ETZ  etc. deel 2: Naasten

De meeste andere patiënten zijn onzichtbaar voor mij. Ik kan en mag immers niet eens van mijn bed naar mijn tafeltje strompelen. Laat staan andere kamers aandoen. Geeft niet, want ik heb voorlopig genoeg aan mijn drie kerntaken: grip op de rollator houden, de remmen goed bedienen en tijdig mijn onwillige rechtervoet optillen.  Het is telkens weer een helse expeditie. Met daarna een noodzakelijke rustpauze op bed.

Socializen is er dus niet bij. Al is er soms een spontaan bezoekje. Zoals de vrouw met het motormerkshirt, die binnen rollatort. ,,Ja, ik loop even bij iedereen langs. Want wij zaten dus in de uitzending”, zegt ze met een door tabak gebronsd stemgeluid.

Ik weet zo gauw weinig meer uit te brengen dan ,,Welke uitzending?”

,,Ja, dat was over mensen met wie wij te maken hebben gehad en nu niet meer.”

Omdat mijn reguliere bezoek arriveert, moet ze mij de rest van het verhaal schuldig blijven. Ik zal het ook nooit weten. Soms passeert ze nog, maar dan houdt ze het bij een groet en een zinnetje over het weer.

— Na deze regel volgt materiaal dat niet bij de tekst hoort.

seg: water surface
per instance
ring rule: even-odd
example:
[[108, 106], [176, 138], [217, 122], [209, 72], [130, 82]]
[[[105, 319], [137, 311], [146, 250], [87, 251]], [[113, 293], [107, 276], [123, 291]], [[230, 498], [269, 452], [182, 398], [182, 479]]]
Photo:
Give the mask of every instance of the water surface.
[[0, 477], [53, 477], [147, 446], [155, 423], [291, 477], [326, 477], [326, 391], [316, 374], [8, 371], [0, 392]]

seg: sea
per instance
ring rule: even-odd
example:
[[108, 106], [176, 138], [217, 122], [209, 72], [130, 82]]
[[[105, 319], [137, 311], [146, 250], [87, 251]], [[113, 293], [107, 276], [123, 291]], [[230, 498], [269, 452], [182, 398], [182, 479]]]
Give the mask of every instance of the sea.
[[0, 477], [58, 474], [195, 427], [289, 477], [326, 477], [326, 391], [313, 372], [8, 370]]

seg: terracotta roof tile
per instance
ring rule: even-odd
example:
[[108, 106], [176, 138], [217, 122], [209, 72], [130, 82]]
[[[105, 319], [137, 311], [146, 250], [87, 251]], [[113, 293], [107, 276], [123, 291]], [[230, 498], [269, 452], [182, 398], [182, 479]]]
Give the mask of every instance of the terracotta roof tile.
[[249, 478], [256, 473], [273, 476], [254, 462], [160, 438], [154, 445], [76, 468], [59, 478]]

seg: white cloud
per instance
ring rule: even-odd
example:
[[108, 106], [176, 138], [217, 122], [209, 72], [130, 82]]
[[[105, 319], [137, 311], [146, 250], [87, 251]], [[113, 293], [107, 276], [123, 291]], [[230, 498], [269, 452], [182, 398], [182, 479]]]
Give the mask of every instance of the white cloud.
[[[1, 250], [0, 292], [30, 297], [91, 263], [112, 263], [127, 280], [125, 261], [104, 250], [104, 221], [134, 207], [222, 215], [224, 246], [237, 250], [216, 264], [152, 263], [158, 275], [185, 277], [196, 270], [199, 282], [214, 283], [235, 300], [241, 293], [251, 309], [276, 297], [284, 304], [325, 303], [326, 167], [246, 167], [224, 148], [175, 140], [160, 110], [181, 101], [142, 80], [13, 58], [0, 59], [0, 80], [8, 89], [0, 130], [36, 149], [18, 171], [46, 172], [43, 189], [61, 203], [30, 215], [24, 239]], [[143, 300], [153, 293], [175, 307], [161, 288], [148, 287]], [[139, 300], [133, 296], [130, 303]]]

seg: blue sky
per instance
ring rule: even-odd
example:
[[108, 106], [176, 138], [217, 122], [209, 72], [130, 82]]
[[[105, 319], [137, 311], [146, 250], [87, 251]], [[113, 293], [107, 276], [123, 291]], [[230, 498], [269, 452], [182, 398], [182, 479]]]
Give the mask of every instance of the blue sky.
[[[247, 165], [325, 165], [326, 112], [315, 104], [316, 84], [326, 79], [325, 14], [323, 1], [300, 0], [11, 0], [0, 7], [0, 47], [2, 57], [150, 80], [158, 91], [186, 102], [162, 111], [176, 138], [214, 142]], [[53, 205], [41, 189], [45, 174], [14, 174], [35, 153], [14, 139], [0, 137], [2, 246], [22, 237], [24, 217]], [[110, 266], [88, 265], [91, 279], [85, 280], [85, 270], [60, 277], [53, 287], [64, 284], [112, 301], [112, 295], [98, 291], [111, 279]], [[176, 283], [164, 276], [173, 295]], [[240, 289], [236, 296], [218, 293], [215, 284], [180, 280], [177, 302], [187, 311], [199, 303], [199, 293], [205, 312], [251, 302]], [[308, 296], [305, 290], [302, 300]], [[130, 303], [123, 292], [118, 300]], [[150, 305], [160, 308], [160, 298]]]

Verder zijn het vooral stemmen die ik meekrijg. Twee à drie deuren verder ligt een vrouw aan wie de verpleegkundige elke ochtend weer vraagt of ze weet waar ze is. Steevast noemt ze haar huisadres.

Vanuit een andere hoek klinkt geregeld een vaag gekreun, waarin ik gaandeweg een vast ritme ontdek.

En dan is er de stem van mijn buurvrouw. We delen de badkamer, maar door een elektrisch schuifdeurensysteem kunnen we elkaar tijdens het gebruik niet kruisen. Ik hoor haar wel als ik op de wc  zit. Haar klaagzang tegen haar zoon, waarbij ze telkens met vertrek dreigt, is voor mij als een dagelijkse soundtrack met tekstsamples. Eenmaal is er een storing in het schuifdeurensysteem, waardoor de buurvrouw ineens in de badkamer staat. Ik zit op de wc, maar heb gelukkig mijn broek al opgetrokken. Ik groet haar vriendelijk. Ze stamelt een eindeloze litanie aan excuses. Ik spreek haar zo geruststellend mogelijk toe. Bovendien heb ik toch al op de bel gedrukt voor de verpleegkundige die mij weer naar bed gaat begeleiden. Ik praat de tijd vol totdat deze arriveert. Ze verhelpt met een snelle druk op een knop de storing, leidt de buurvrouw terug naar haar kamer, sluit haar schuifdeur en begeleidt mij daarna op mijn kruisweg terug. Even later hoor ik haar kalmerend inpraten op mijn buurvrouw, die nog steeds niet over de schrik heen is. Het gaat allemaal in een moeite door. Just another day at the hospital. Wat zeg ik? Just another minute.